Roaming the Seas of the World with IntersailClub, the Airbnb of Sailing

IntersailClub

The greatest way to see the world's beaches and coastlines is, unsurprisingly, by by boat. But of course, sailing for most people means relying on tour operators and charters. To add to the growing options out there, one service that has arisen in recent years is IntersailClub, which as posttionend itself as the Airbnb of sailing. Offering 76 itineraries around the world; it connects would-be sailers with yacht and catamaran owners, allowing you to book a spot at rates substantially more moderate than booking the entire boat (at the moment, for example, a seven-day sail in Ibiza/Formentera, in Spain's Balearic Islands, costs just 376 euros per person, though there are various other sailing packages at various price points, up to 1,750 for a week on a luxury catamaran through Italy's Aeolian Islands.. "Bareboat" (meaning you sail the craft yourself) options are also available.







Sailing and Wining off Southern Italy


The excursion my group recently picked was part of the Wine and Sail Flotilla from Sail Italia along in the Bay of Naples and along an inspiring stretch of southern Italian coastline where rugged green mountains dive into the Mediterranean with vivid towns clinging to their sides.


Our cruise began in Provide - a spot we'd never known about - the smalelst (at just four square kilometers) and least touristy island in the Bay of Naples; we also chose to go spend seven days here even before the sail began. We became hopelessly enamored with its laid-back appeal, lemon groves, and lively Marina Corricella.

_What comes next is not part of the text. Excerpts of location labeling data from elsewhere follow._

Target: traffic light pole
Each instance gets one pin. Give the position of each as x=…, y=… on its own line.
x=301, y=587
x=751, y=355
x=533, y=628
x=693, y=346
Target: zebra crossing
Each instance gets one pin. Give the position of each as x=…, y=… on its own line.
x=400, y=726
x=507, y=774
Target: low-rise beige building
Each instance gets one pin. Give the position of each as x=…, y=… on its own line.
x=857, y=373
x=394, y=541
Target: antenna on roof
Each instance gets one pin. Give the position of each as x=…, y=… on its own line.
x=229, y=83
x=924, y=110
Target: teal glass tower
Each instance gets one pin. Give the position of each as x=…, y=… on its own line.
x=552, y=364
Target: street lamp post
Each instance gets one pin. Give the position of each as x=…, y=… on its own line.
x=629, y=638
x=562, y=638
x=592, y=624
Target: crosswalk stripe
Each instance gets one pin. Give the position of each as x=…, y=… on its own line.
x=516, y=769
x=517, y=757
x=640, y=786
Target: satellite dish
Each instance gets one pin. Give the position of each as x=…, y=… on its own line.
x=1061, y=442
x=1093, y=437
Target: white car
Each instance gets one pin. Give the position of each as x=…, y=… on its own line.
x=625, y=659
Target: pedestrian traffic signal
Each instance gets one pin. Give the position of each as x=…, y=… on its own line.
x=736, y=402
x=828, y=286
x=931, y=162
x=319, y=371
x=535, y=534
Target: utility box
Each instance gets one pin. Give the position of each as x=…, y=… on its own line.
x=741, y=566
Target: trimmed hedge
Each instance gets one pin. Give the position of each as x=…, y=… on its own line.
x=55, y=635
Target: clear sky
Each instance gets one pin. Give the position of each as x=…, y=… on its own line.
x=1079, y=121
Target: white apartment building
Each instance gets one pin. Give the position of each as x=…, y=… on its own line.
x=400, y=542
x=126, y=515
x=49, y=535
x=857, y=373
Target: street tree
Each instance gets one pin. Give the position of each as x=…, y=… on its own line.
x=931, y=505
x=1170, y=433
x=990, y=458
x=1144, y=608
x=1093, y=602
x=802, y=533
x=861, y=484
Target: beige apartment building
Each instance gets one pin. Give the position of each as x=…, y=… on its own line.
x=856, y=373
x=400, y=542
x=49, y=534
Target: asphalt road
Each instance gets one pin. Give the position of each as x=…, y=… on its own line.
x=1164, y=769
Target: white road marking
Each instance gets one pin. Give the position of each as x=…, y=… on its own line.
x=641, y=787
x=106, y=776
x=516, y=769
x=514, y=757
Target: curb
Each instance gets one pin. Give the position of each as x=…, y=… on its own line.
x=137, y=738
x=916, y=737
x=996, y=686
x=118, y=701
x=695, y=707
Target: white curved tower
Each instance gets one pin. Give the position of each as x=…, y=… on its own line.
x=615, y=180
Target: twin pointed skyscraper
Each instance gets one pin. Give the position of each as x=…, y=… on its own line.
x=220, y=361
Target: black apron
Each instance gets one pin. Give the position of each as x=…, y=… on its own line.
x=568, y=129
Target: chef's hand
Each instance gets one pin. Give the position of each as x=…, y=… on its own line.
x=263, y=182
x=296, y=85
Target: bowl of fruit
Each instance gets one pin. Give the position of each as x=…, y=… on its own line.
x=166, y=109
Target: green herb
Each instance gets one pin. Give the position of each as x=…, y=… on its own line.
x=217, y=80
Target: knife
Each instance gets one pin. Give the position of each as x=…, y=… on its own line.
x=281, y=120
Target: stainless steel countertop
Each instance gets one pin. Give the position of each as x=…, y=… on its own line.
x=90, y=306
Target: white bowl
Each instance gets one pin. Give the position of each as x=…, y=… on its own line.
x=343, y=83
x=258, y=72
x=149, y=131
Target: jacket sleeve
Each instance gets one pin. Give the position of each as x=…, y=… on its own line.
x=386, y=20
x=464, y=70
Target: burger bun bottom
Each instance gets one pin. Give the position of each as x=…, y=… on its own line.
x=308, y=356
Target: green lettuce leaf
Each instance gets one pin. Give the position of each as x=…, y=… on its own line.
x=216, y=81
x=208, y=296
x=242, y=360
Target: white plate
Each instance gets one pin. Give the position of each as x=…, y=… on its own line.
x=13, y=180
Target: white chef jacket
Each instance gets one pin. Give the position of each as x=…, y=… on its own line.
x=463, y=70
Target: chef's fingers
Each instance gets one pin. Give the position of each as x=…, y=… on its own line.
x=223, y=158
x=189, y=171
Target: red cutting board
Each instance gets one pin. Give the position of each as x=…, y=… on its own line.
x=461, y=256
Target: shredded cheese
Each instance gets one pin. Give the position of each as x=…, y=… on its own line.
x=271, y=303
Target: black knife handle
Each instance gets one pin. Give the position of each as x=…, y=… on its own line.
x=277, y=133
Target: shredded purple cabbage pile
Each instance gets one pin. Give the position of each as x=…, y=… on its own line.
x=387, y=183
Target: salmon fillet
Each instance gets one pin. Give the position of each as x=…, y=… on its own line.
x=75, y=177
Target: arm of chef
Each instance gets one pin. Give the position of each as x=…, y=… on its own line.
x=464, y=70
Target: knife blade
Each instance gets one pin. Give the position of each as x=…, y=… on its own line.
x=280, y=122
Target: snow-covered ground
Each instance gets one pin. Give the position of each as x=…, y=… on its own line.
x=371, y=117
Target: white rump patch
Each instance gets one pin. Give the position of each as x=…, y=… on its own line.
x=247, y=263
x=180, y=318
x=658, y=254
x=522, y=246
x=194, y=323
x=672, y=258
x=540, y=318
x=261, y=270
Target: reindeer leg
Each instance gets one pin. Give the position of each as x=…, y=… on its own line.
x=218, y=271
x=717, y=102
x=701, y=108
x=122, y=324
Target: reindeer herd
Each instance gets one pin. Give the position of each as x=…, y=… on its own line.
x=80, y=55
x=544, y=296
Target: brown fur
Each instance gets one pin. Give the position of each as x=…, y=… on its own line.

The following morning after the cruise began, we set off on the short excursion to neighboring island Ischia. It's significantly bigger and more precipitous than Provide, with a stunning coastline of beautiful towns and the inspiring Aragonese Castle, rooted on volcanic stone. We spent a comfortable mid-day break secured offshore sunbathing and swimming in the sea. For the majority of the week we motored more than cruised, yet that first evening we got the sails up and Simon maneuvered us around Ischia to Marina di Forio where we spent the night.


The next day saw a long daytime crossing to Capri in rough waters, but it was well worth the trouble. The rugged limestone rock takes off over the blue ocean. Its overwhelming structure appears to be aloof yet it's specked with lavish green trees, purple bougainvillea, and sturdy white houses.At night we enjoyed wonderful onboard tastings of delicious Italian wines.